About the job
Join gsstech-group as a talented Data Engineer specializing in PySpark and the Cloudera Data Platform (CDP). In this pivotal role, you will be responsible for designing, developing, and maintaining high-quality data pipelines that are both scalable and efficient. Your contributions will ensure optimal data performance and availability across our organization.
This position requires extensive hands-on experience in big data technologies, cloud-native environments, and advanced data processing frameworks. You will collaborate with diverse teams to create reliable data solutions that facilitate actionable business insights.
Key Responsibilities
1. Data Pipeline Development
- Craft and sustain scalable ETL/ELT data pipelines utilizing PySpark on CDP.
- Guarantee data integrity, reliability, and performance optimization.
2. Data Ingestion
- Build ingestion frameworks to gather data from various sources including relational databases, APIs, streaming platforms, and file systems.
- Load both structured and unstructured data into Data Lake and Data Warehouse environments.

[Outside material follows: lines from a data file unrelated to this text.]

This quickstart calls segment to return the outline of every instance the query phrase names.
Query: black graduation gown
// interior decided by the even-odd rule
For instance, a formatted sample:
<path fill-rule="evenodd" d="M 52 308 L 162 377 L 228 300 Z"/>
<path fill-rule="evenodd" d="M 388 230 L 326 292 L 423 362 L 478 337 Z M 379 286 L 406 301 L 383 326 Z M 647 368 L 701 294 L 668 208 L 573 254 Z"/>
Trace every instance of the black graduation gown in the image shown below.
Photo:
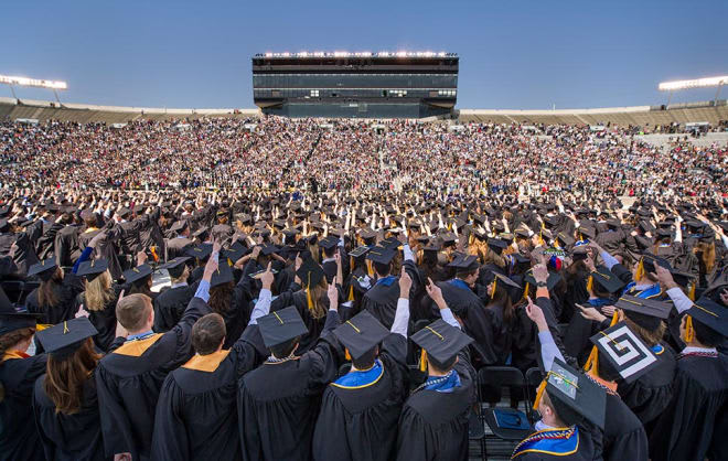
<path fill-rule="evenodd" d="M 607 392 L 603 431 L 604 461 L 647 461 L 647 435 L 640 419 L 618 394 Z"/>
<path fill-rule="evenodd" d="M 124 288 L 124 285 L 114 283 L 111 286 L 114 297 L 106 302 L 104 309 L 100 311 L 88 310 L 85 291 L 78 293 L 74 301 L 74 312 L 78 312 L 81 305 L 84 305 L 84 309 L 88 312 L 88 320 L 92 322 L 96 331 L 98 331 L 94 336 L 94 344 L 105 353 L 111 347 L 111 343 L 116 337 L 116 303 L 118 302 L 119 294 Z M 128 286 L 126 288 L 128 289 Z"/>
<path fill-rule="evenodd" d="M 192 298 L 172 330 L 125 344 L 117 339 L 114 352 L 101 358 L 96 384 L 106 455 L 149 458 L 159 390 L 167 375 L 192 355 L 192 325 L 207 313 L 207 304 Z"/>
<path fill-rule="evenodd" d="M 408 390 L 406 355 L 405 336 L 390 333 L 382 343 L 378 380 L 356 388 L 326 386 L 313 432 L 314 460 L 392 459 Z"/>
<path fill-rule="evenodd" d="M 33 386 L 45 373 L 45 354 L 0 362 L 0 460 L 44 460 L 33 418 Z"/>
<path fill-rule="evenodd" d="M 45 375 L 35 382 L 33 411 L 46 460 L 105 460 L 96 380 L 84 383 L 82 408 L 73 415 L 55 411 L 55 404 L 44 389 Z"/>
<path fill-rule="evenodd" d="M 681 356 L 673 387 L 650 435 L 652 459 L 728 459 L 728 357 Z"/>
<path fill-rule="evenodd" d="M 311 459 L 321 393 L 336 377 L 342 355 L 330 333 L 339 323 L 339 313 L 329 311 L 324 333 L 311 351 L 266 362 L 243 376 L 237 410 L 245 461 Z"/>
<path fill-rule="evenodd" d="M 659 417 L 670 405 L 675 378 L 675 353 L 664 342 L 664 351 L 657 357 L 657 365 L 630 384 L 618 382 L 617 392 L 622 401 L 636 415 L 643 425 Z"/>
<path fill-rule="evenodd" d="M 475 371 L 468 350 L 454 369 L 460 387 L 451 393 L 420 389 L 409 396 L 399 417 L 397 460 L 467 460 L 468 418 L 475 403 Z"/>
<path fill-rule="evenodd" d="M 78 293 L 84 291 L 84 283 L 75 274 L 68 271 L 64 274 L 61 283 L 53 283 L 53 291 L 55 291 L 58 299 L 58 303 L 54 307 L 41 307 L 38 300 L 38 290 L 35 288 L 31 291 L 25 300 L 29 312 L 42 314 L 38 323 L 55 325 L 76 317 L 78 305 L 76 305 L 75 300 Z"/>
<path fill-rule="evenodd" d="M 258 325 L 249 325 L 233 349 L 195 355 L 170 373 L 157 404 L 151 458 L 239 460 L 237 383 L 265 355 Z"/>
<path fill-rule="evenodd" d="M 164 333 L 172 330 L 182 319 L 184 310 L 194 297 L 197 283 L 170 288 L 154 299 L 154 331 Z"/>

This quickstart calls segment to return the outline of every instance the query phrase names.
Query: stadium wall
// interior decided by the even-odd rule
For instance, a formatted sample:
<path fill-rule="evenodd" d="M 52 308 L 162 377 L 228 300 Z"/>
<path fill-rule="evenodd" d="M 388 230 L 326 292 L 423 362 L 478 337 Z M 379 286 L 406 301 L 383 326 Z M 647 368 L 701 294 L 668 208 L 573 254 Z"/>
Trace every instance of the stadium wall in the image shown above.
<path fill-rule="evenodd" d="M 138 119 L 180 120 L 204 117 L 250 118 L 260 109 L 165 109 L 151 107 L 95 106 L 0 97 L 0 120 L 36 119 L 120 124 Z M 714 126 L 728 120 L 726 100 L 664 106 L 609 107 L 597 109 L 508 110 L 460 109 L 454 114 L 461 122 L 654 126 L 672 122 L 707 121 Z"/>

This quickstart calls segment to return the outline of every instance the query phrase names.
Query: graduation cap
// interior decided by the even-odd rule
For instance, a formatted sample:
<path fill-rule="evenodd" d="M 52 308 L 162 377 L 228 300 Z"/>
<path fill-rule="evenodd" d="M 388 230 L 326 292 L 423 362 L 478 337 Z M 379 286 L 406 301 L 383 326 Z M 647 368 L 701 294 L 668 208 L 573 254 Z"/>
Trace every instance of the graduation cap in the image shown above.
<path fill-rule="evenodd" d="M 706 325 L 724 337 L 728 337 L 728 308 L 724 308 L 704 297 L 693 303 L 693 307 L 687 310 L 687 314 L 696 322 Z M 690 320 L 689 330 L 693 329 L 693 320 Z"/>
<path fill-rule="evenodd" d="M 351 357 L 357 360 L 387 337 L 389 330 L 368 311 L 362 311 L 339 325 L 333 334 L 346 346 Z"/>
<path fill-rule="evenodd" d="M 94 279 L 101 274 L 106 272 L 109 268 L 109 261 L 106 259 L 92 259 L 90 261 L 83 261 L 78 265 L 76 276 L 86 277 L 86 280 L 94 281 Z"/>
<path fill-rule="evenodd" d="M 534 409 L 538 408 L 544 392 L 566 425 L 576 425 L 584 418 L 603 430 L 607 392 L 586 375 L 555 358 L 552 369 L 538 386 Z"/>
<path fill-rule="evenodd" d="M 170 274 L 170 277 L 175 279 L 184 272 L 184 264 L 190 259 L 191 258 L 189 256 L 178 256 L 176 258 L 170 259 L 160 266 L 160 269 L 167 269 L 167 271 Z"/>
<path fill-rule="evenodd" d="M 493 251 L 495 251 L 496 255 L 500 255 L 501 253 L 503 253 L 505 248 L 508 247 L 508 244 L 500 238 L 489 238 L 488 247 Z"/>
<path fill-rule="evenodd" d="M 77 317 L 35 333 L 43 350 L 54 358 L 66 357 L 81 347 L 88 337 L 98 331 L 87 317 Z"/>
<path fill-rule="evenodd" d="M 657 357 L 624 322 L 619 322 L 590 337 L 601 353 L 627 383 L 631 383 L 657 365 Z"/>
<path fill-rule="evenodd" d="M 608 293 L 615 293 L 627 286 L 619 277 L 612 274 L 606 266 L 598 266 L 597 270 L 589 275 L 587 289 L 592 283 L 599 285 Z"/>
<path fill-rule="evenodd" d="M 210 287 L 217 287 L 218 285 L 228 283 L 234 280 L 233 269 L 231 269 L 227 261 L 224 261 L 223 264 L 218 264 L 217 270 L 213 272 L 212 278 L 210 279 Z"/>
<path fill-rule="evenodd" d="M 630 294 L 622 296 L 614 305 L 623 310 L 631 321 L 650 331 L 660 326 L 660 322 L 666 320 L 673 309 L 668 302 Z"/>
<path fill-rule="evenodd" d="M 420 362 L 420 369 L 422 372 L 427 362 L 425 360 L 425 351 L 427 351 L 427 355 L 442 364 L 450 362 L 460 351 L 473 342 L 472 337 L 442 319 L 430 323 L 413 334 L 411 340 L 415 344 L 422 347 L 422 361 Z"/>
<path fill-rule="evenodd" d="M 309 332 L 293 305 L 259 318 L 258 328 L 263 343 L 268 349 Z"/>
<path fill-rule="evenodd" d="M 379 264 L 389 264 L 392 262 L 395 253 L 389 248 L 376 246 L 370 250 L 370 253 L 366 255 L 366 259 L 371 259 L 372 261 Z"/>
<path fill-rule="evenodd" d="M 478 256 L 460 255 L 448 267 L 454 268 L 458 272 L 471 272 L 480 267 L 480 262 L 478 261 Z"/>
<path fill-rule="evenodd" d="M 30 269 L 28 269 L 28 275 L 38 276 L 41 280 L 49 281 L 55 274 L 56 267 L 58 267 L 58 265 L 55 262 L 55 256 L 52 256 L 32 265 Z"/>
<path fill-rule="evenodd" d="M 151 266 L 148 264 L 142 264 L 141 266 L 137 266 L 135 268 L 131 268 L 129 270 L 124 271 L 124 279 L 128 283 L 133 283 L 138 280 L 143 279 L 147 276 L 151 276 L 152 269 Z"/>
<path fill-rule="evenodd" d="M 212 253 L 212 244 L 202 244 L 188 248 L 184 254 L 191 258 L 205 259 Z"/>

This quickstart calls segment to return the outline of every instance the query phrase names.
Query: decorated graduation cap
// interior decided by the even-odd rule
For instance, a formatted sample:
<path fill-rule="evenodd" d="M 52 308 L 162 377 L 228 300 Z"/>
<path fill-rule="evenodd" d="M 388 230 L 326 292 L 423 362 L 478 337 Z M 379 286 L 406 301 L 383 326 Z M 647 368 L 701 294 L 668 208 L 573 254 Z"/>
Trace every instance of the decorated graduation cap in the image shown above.
<path fill-rule="evenodd" d="M 544 392 L 566 425 L 574 426 L 586 419 L 603 430 L 607 393 L 585 374 L 555 358 L 552 369 L 538 386 L 534 409 L 538 408 Z"/>
<path fill-rule="evenodd" d="M 83 261 L 78 265 L 76 276 L 86 277 L 86 280 L 94 281 L 94 279 L 101 274 L 106 272 L 109 268 L 109 261 L 106 259 L 92 259 L 90 261 Z"/>
<path fill-rule="evenodd" d="M 728 308 L 724 308 L 709 298 L 700 298 L 687 310 L 686 341 L 693 341 L 695 331 L 693 321 L 699 322 L 724 337 L 728 337 Z"/>
<path fill-rule="evenodd" d="M 258 328 L 260 329 L 263 343 L 268 349 L 309 332 L 301 314 L 293 305 L 259 318 Z"/>
<path fill-rule="evenodd" d="M 427 355 L 439 363 L 448 363 L 454 358 L 460 351 L 473 342 L 460 329 L 447 323 L 445 320 L 437 320 L 425 326 L 411 336 L 413 342 L 422 347 L 420 358 L 420 371 L 425 371 L 427 365 Z M 427 352 L 427 355 L 425 355 Z"/>
<path fill-rule="evenodd" d="M 606 266 L 598 266 L 597 270 L 589 275 L 587 290 L 592 290 L 595 283 L 608 293 L 617 293 L 627 286 L 627 283 L 612 274 Z"/>
<path fill-rule="evenodd" d="M 28 269 L 29 276 L 38 276 L 43 281 L 49 281 L 55 274 L 55 268 L 58 265 L 55 262 L 55 256 L 34 264 Z"/>
<path fill-rule="evenodd" d="M 459 255 L 448 267 L 454 268 L 458 272 L 471 272 L 480 267 L 480 262 L 474 255 Z"/>
<path fill-rule="evenodd" d="M 604 358 L 627 383 L 631 383 L 657 365 L 657 357 L 624 322 L 619 322 L 590 337 L 595 345 L 589 356 L 590 371 L 598 369 L 598 358 Z M 598 355 L 601 353 L 600 355 Z"/>
<path fill-rule="evenodd" d="M 333 333 L 346 346 L 346 358 L 357 360 L 387 337 L 389 330 L 368 311 L 362 311 L 339 325 Z"/>
<path fill-rule="evenodd" d="M 149 266 L 148 264 L 142 264 L 141 266 L 137 266 L 129 270 L 125 270 L 124 279 L 129 283 L 133 283 L 136 281 L 143 279 L 147 276 L 151 276 L 151 274 L 152 274 L 151 266 Z"/>
<path fill-rule="evenodd" d="M 77 317 L 39 331 L 35 335 L 45 352 L 61 358 L 76 352 L 84 341 L 97 333 L 88 318 Z"/>

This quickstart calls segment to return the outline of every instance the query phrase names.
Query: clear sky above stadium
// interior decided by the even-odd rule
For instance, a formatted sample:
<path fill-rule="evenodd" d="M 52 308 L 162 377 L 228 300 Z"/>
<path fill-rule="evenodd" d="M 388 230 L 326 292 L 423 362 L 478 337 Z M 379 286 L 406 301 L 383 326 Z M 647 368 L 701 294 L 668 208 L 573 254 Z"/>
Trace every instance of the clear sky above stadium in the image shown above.
<path fill-rule="evenodd" d="M 728 74 L 726 0 L 15 1 L 1 15 L 0 74 L 66 81 L 68 103 L 253 107 L 266 51 L 457 52 L 459 108 L 664 104 L 659 82 Z"/>

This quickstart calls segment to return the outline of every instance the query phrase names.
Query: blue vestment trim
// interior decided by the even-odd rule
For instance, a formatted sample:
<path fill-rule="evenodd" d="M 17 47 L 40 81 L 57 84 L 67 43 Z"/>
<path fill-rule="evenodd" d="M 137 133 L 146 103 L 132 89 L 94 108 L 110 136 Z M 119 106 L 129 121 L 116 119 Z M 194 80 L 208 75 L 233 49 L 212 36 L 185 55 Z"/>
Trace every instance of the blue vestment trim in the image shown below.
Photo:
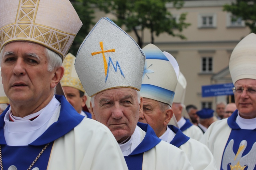
<path fill-rule="evenodd" d="M 46 169 L 54 141 L 71 131 L 84 118 L 77 114 L 64 96 L 56 95 L 55 97 L 61 104 L 58 120 L 27 146 L 6 145 L 3 131 L 4 118 L 10 106 L 0 115 L 0 144 L 4 169 L 8 169 L 11 165 L 15 166 L 18 169 L 27 169 L 45 145 L 50 143 L 32 167 L 32 168 L 37 167 L 39 169 Z"/>
<path fill-rule="evenodd" d="M 169 125 L 168 125 L 168 127 L 176 134 L 173 139 L 170 142 L 170 143 L 175 147 L 179 148 L 187 142 L 190 138 L 189 137 L 186 136 L 183 133 L 180 129 L 174 126 Z"/>
<path fill-rule="evenodd" d="M 236 122 L 238 115 L 237 110 L 228 118 L 228 124 L 232 130 L 223 151 L 221 169 L 230 170 L 230 166 L 237 165 L 239 163 L 242 167 L 244 167 L 244 170 L 255 170 L 256 169 L 256 129 L 241 129 Z M 235 158 L 238 149 L 243 146 L 243 148 L 241 152 Z M 224 155 L 226 155 L 225 157 Z"/>
<path fill-rule="evenodd" d="M 185 123 L 184 125 L 183 125 L 183 126 L 180 129 L 181 130 L 181 132 L 184 131 L 185 130 L 188 129 L 189 128 L 190 128 L 192 126 L 192 125 L 193 125 L 193 124 L 191 123 L 191 122 L 190 122 L 189 119 L 186 119 L 185 118 L 184 118 L 186 120 L 186 123 Z"/>
<path fill-rule="evenodd" d="M 124 157 L 129 169 L 132 170 L 142 169 L 144 152 L 156 146 L 161 141 L 148 124 L 138 122 L 137 125 L 146 133 L 135 149 L 129 156 Z"/>

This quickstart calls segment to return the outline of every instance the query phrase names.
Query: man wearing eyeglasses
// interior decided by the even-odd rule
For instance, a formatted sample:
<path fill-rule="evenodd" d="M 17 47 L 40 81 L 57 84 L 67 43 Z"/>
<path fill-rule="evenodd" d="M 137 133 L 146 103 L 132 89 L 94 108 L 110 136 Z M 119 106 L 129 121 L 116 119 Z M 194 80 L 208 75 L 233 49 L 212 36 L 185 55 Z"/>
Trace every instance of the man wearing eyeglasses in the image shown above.
<path fill-rule="evenodd" d="M 210 149 L 219 169 L 256 168 L 256 34 L 234 49 L 229 71 L 237 108 L 228 119 L 213 123 L 201 141 Z"/>
<path fill-rule="evenodd" d="M 234 103 L 230 103 L 226 105 L 224 110 L 223 118 L 229 117 L 237 109 L 237 106 Z"/>

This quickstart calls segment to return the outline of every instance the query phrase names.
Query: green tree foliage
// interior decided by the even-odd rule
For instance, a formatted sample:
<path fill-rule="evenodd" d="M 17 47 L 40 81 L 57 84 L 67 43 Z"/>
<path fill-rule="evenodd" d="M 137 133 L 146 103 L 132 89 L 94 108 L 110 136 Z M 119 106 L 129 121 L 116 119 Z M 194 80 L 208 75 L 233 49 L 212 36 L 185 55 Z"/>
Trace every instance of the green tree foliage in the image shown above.
<path fill-rule="evenodd" d="M 252 32 L 256 33 L 256 0 L 237 0 L 231 5 L 224 6 L 224 11 L 231 12 L 236 17 L 241 17 Z"/>
<path fill-rule="evenodd" d="M 83 26 L 78 32 L 69 49 L 69 52 L 75 56 L 80 45 L 90 32 L 91 26 L 95 23 L 93 21 L 94 18 L 94 12 L 91 7 L 94 3 L 94 0 L 70 0 L 76 11 Z"/>
<path fill-rule="evenodd" d="M 186 14 L 182 14 L 176 22 L 167 10 L 167 3 L 172 2 L 179 9 L 184 3 L 183 0 L 98 0 L 97 5 L 106 13 L 111 13 L 117 18 L 113 21 L 119 27 L 125 26 L 125 31 L 134 31 L 140 47 L 143 45 L 144 31 L 149 29 L 151 43 L 154 36 L 164 32 L 173 36 L 185 38 L 181 34 L 190 24 L 185 22 Z"/>

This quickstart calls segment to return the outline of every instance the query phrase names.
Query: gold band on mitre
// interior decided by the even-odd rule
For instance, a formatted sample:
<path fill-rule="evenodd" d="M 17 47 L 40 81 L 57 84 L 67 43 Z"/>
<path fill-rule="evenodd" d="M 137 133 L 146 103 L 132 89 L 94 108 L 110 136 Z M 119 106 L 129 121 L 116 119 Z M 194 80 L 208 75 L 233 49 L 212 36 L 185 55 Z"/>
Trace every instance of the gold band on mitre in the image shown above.
<path fill-rule="evenodd" d="M 11 42 L 28 41 L 60 54 L 62 60 L 82 26 L 68 0 L 2 0 L 0 15 L 0 50 Z"/>
<path fill-rule="evenodd" d="M 75 61 L 74 55 L 71 53 L 67 54 L 62 64 L 65 72 L 60 83 L 62 87 L 71 87 L 84 92 L 85 91 L 75 69 Z"/>

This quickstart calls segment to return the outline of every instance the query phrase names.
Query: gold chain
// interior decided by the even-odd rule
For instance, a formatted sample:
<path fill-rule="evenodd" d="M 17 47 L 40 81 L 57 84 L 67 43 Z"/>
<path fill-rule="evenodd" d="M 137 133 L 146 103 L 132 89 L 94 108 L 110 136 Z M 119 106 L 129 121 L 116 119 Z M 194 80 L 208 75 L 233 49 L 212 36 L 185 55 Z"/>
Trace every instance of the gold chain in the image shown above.
<path fill-rule="evenodd" d="M 41 151 L 41 152 L 40 152 L 38 155 L 37 155 L 37 157 L 35 158 L 35 160 L 34 160 L 34 161 L 33 162 L 30 166 L 29 166 L 29 167 L 28 167 L 28 170 L 30 170 L 30 169 L 31 169 L 33 166 L 34 165 L 34 164 L 35 164 L 35 162 L 36 162 L 38 158 L 39 158 L 40 156 L 41 156 L 42 154 L 43 153 L 43 152 L 44 152 L 46 148 L 47 148 L 47 147 L 48 146 L 48 145 L 49 145 L 49 143 L 46 144 L 46 145 L 45 145 L 44 148 L 43 148 L 43 149 L 42 149 L 42 151 Z M 1 170 L 3 170 L 3 162 L 2 161 L 2 151 L 1 151 L 1 144 L 0 144 L 0 167 L 1 167 Z"/>

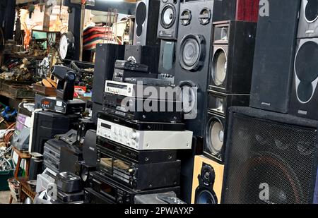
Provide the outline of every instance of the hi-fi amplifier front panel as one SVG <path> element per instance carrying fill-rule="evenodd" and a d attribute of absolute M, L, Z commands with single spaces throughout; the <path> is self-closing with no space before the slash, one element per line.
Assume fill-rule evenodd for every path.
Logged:
<path fill-rule="evenodd" d="M 191 149 L 193 133 L 183 131 L 143 131 L 100 118 L 97 135 L 138 150 Z"/>

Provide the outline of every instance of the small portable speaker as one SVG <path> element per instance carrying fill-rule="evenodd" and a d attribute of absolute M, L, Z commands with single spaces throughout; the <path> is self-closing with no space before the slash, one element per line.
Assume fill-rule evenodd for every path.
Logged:
<path fill-rule="evenodd" d="M 318 203 L 317 121 L 232 107 L 222 202 Z"/>
<path fill-rule="evenodd" d="M 256 23 L 213 23 L 210 89 L 249 94 L 256 30 Z"/>
<path fill-rule="evenodd" d="M 136 3 L 134 45 L 158 45 L 157 38 L 159 0 L 140 0 Z"/>
<path fill-rule="evenodd" d="M 126 45 L 124 59 L 147 65 L 150 73 L 158 74 L 159 52 L 159 45 Z"/>
<path fill-rule="evenodd" d="M 318 37 L 318 1 L 302 0 L 298 38 Z"/>
<path fill-rule="evenodd" d="M 318 120 L 318 38 L 298 40 L 289 114 Z"/>
<path fill-rule="evenodd" d="M 96 45 L 93 91 L 92 100 L 102 104 L 102 93 L 106 80 L 112 80 L 116 60 L 123 60 L 125 47 L 114 44 L 98 44 Z"/>
<path fill-rule="evenodd" d="M 204 156 L 196 156 L 192 204 L 220 204 L 224 165 Z"/>
<path fill-rule="evenodd" d="M 177 40 L 179 11 L 182 0 L 161 0 L 158 26 L 158 38 Z"/>
<path fill-rule="evenodd" d="M 268 1 L 269 16 L 257 23 L 249 106 L 286 114 L 300 1 Z"/>

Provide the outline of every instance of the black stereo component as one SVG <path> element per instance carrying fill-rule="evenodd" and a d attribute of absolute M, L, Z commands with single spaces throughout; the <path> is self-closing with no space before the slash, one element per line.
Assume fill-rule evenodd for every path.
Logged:
<path fill-rule="evenodd" d="M 54 172 L 59 172 L 61 165 L 61 149 L 67 146 L 63 141 L 51 139 L 44 146 L 43 159 L 44 169 L 49 168 Z"/>
<path fill-rule="evenodd" d="M 158 74 L 139 71 L 115 68 L 112 80 L 116 82 L 125 82 L 126 78 L 157 78 Z"/>
<path fill-rule="evenodd" d="M 250 107 L 287 113 L 300 0 L 268 0 L 269 16 L 259 16 Z"/>
<path fill-rule="evenodd" d="M 184 90 L 187 128 L 199 136 L 204 135 L 202 123 L 206 115 L 213 2 L 192 1 L 180 4 L 176 52 L 179 63 L 175 66 L 175 84 Z"/>
<path fill-rule="evenodd" d="M 83 113 L 86 108 L 86 103 L 81 99 L 60 101 L 55 98 L 45 98 L 41 101 L 41 107 L 43 109 L 61 113 L 64 114 L 71 114 L 76 113 Z"/>
<path fill-rule="evenodd" d="M 86 164 L 92 166 L 96 166 L 97 148 L 95 130 L 88 130 L 86 132 L 83 145 L 83 159 Z"/>
<path fill-rule="evenodd" d="M 123 60 L 125 47 L 114 44 L 98 44 L 96 45 L 96 58 L 94 69 L 94 87 L 92 100 L 102 104 L 102 95 L 105 83 L 112 80 L 116 60 Z"/>
<path fill-rule="evenodd" d="M 83 161 L 81 147 L 66 145 L 61 149 L 59 171 L 74 174 L 76 171 L 76 163 L 79 161 Z"/>
<path fill-rule="evenodd" d="M 158 44 L 157 30 L 160 9 L 159 0 L 139 0 L 136 3 L 134 44 Z"/>
<path fill-rule="evenodd" d="M 78 162 L 76 164 L 77 168 L 76 174 L 81 177 L 81 180 L 82 181 L 82 188 L 89 187 L 88 174 L 90 172 L 97 171 L 96 166 L 93 166 L 88 164 L 86 164 L 85 162 Z"/>
<path fill-rule="evenodd" d="M 318 37 L 318 8 L 316 0 L 302 0 L 298 38 Z"/>
<path fill-rule="evenodd" d="M 232 107 L 223 203 L 317 203 L 317 121 Z"/>
<path fill-rule="evenodd" d="M 177 196 L 179 196 L 180 189 L 179 186 L 174 186 L 148 190 L 133 190 L 122 186 L 111 178 L 103 176 L 98 172 L 90 174 L 89 181 L 93 189 L 100 195 L 98 195 L 98 199 L 100 199 L 100 196 L 103 196 L 108 200 L 110 203 L 134 204 L 136 195 L 162 193 L 170 191 L 175 192 Z"/>
<path fill-rule="evenodd" d="M 167 77 L 175 76 L 176 44 L 175 41 L 161 40 L 158 73 Z"/>
<path fill-rule="evenodd" d="M 57 134 L 65 133 L 70 129 L 76 128 L 80 118 L 79 114 L 64 115 L 52 111 L 35 111 L 30 152 L 43 154 L 46 141 Z"/>
<path fill-rule="evenodd" d="M 85 195 L 85 204 L 114 204 L 115 202 L 112 201 L 112 198 L 109 199 L 104 197 L 102 194 L 95 191 L 91 188 L 84 188 Z"/>
<path fill-rule="evenodd" d="M 182 121 L 182 105 L 179 101 L 127 97 L 105 92 L 102 106 L 102 111 L 105 112 L 134 121 L 150 122 Z"/>
<path fill-rule="evenodd" d="M 318 120 L 318 38 L 298 40 L 288 114 Z"/>
<path fill-rule="evenodd" d="M 204 152 L 220 162 L 224 162 L 227 117 L 208 110 Z"/>
<path fill-rule="evenodd" d="M 124 60 L 148 66 L 148 72 L 158 74 L 159 45 L 126 45 Z"/>
<path fill-rule="evenodd" d="M 98 118 L 101 119 L 141 131 L 182 131 L 185 130 L 185 126 L 182 123 L 143 122 L 134 120 L 131 121 L 106 113 L 100 113 L 98 116 Z"/>
<path fill-rule="evenodd" d="M 57 189 L 65 193 L 74 193 L 81 191 L 81 178 L 70 172 L 57 174 L 55 183 Z"/>
<path fill-rule="evenodd" d="M 256 23 L 213 23 L 211 90 L 249 94 L 256 30 Z"/>
<path fill-rule="evenodd" d="M 120 157 L 138 164 L 177 160 L 176 150 L 136 150 L 102 137 L 98 137 L 96 144 L 99 147 L 102 147 L 103 151 L 112 155 Z"/>
<path fill-rule="evenodd" d="M 96 129 L 96 124 L 90 119 L 84 118 L 78 120 L 76 139 L 81 144 L 84 143 L 86 133 L 90 129 Z"/>
<path fill-rule="evenodd" d="M 93 102 L 93 109 L 92 109 L 92 121 L 94 122 L 94 123 L 97 124 L 97 114 L 99 111 L 102 111 L 102 101 L 101 104 Z"/>
<path fill-rule="evenodd" d="M 84 191 L 76 193 L 66 193 L 63 191 L 57 191 L 57 198 L 63 202 L 71 203 L 81 202 L 84 200 Z"/>
<path fill-rule="evenodd" d="M 179 11 L 181 1 L 160 1 L 158 38 L 177 40 L 178 35 Z"/>
<path fill-rule="evenodd" d="M 259 0 L 214 0 L 213 21 L 257 22 Z"/>
<path fill-rule="evenodd" d="M 227 116 L 230 107 L 248 106 L 249 95 L 227 94 L 208 90 L 208 109 L 216 114 Z"/>
<path fill-rule="evenodd" d="M 98 166 L 100 173 L 137 190 L 178 186 L 181 162 L 135 164 L 98 145 Z"/>

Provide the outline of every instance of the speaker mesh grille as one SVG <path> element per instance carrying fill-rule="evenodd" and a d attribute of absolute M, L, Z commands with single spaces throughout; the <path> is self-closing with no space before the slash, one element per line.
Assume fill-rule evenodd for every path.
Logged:
<path fill-rule="evenodd" d="M 232 116 L 224 202 L 312 202 L 316 130 Z"/>

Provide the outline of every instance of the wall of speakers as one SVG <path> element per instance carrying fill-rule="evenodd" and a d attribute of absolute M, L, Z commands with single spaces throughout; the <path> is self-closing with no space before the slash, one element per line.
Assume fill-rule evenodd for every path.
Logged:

3. Data Transformation & Processing
- Process, cleanse, and transform extensive datasets using PySpark.
- Create reusable data processing components.
4. Performance Optimization
- Optimize Spark jobs and Cloudera components for peak performance.
- Enhance memory, partitioning, and execution strategies.
- Minimize ETL runtime and elevate cluster efficiency.
5. Data Quality & Validation
- Establish data validation checks and monitoring systems.
- Maintain comprehensive data quality and governance standards.
6. Automation & Orchestration
- Automate workflows using Apache Oozie, Apache Airflow, or similar orchestration tools.
- Support CI/CD integration for data pipelines.
7. Monitoring & Support
- Oversee pipeline health and troubleshoot any issues that arise.
- Provide ongoing production support and drive continuous improvement initiatives.